The statutory criteria submitted to the jury under the Texas statute in this case describes the severity of the behavioral abnormality and the severity of the danger which must be present to subject the person to civil commitment. The statutory definition describes behavior caused by an abnormality that makes the person a menace to the health and safety of another person. See § 841.002(2). In answering the question submitted to it, the jury found that Almaguer suffers from a behavioral abnormality that “predisposes” him, and makes him “likely,” to engage in a predatory act of sexual violence, to the extent that he is a menace to the health and safety of another. See §§ 841.002(2), 841.003.

In re Commitment of Almaguer, 117 S.W.3d at 505. The Austin Court of Appeals previously explained:

A finding that a person suffers from an emotional or volitional defect so grave as to predispose him to threaten the health and safety of others with acts of sexual violence entails a determination that he has “serious difficulty controlling behavior.”
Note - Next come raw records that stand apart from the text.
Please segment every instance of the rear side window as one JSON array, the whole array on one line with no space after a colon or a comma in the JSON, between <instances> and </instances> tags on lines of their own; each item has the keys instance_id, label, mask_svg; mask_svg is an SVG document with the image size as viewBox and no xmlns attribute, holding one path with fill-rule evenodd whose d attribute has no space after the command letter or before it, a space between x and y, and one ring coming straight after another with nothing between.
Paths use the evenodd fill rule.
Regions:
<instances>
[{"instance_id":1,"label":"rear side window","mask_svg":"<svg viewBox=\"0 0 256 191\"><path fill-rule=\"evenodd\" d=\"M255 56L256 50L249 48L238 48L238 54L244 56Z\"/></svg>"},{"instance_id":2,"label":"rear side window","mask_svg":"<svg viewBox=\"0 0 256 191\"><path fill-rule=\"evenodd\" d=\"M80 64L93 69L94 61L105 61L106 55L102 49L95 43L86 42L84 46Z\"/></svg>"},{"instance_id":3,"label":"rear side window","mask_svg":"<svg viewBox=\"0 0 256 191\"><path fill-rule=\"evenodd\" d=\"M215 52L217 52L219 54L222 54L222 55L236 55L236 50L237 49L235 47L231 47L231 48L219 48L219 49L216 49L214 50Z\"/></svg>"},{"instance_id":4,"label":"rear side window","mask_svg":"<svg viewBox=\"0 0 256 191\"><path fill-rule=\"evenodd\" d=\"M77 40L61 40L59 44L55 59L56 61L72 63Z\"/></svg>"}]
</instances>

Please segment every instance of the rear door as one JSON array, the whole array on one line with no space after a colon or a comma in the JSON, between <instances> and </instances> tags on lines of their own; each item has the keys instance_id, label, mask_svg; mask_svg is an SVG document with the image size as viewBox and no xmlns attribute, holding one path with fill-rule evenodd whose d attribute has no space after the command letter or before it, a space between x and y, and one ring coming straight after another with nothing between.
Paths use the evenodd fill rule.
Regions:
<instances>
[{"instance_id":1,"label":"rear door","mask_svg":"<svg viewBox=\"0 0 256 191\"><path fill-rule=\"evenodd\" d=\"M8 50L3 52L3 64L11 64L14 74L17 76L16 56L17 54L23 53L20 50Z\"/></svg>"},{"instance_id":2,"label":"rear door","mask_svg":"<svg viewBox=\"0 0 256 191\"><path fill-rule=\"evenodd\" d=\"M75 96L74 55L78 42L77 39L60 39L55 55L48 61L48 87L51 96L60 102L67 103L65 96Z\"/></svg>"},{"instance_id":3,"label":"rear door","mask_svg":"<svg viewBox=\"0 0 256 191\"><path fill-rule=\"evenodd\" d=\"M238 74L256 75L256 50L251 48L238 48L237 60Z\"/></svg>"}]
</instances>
In re Commitment of Browning, 113 S.W.3d at 863 (citing In re Commitment of Mullens, 92 S.W.3d at 884–87 (evidence relating to defined abnormality legally sufficient to prove serious difficulty in controlling behavior)). An affirmative answer to the question of whether a person suffers from a behavioral abnormality that makes the person likely to engage in a predatory act of sexual violence necessarily entails a determination that he has serious difficulty controlling behavior. As the United States Supreme Court stated in Kansas v. Hendricks, “[W]e have never required State legislatures to adopt any particular nomenclature in drafting civil commitment statutes. Rather, we have traditionally left to legislators the task of defining terms of a medical nature that have legal significance.” Kansas v. Hendricks, 521 U.S. 346, 359, 117 S.Ct. 2072, 138 L.Ed.2d 501 (1997).

We do not read the Bohannan opinion as eliminating a statutory requirement, or as altering the proof required under the statute to find that a person is a sexually violent predator. We overrule the issue in Anderson's supplemental brief.

Appellant's issues are overruled. The trial court's judgment is affirmed.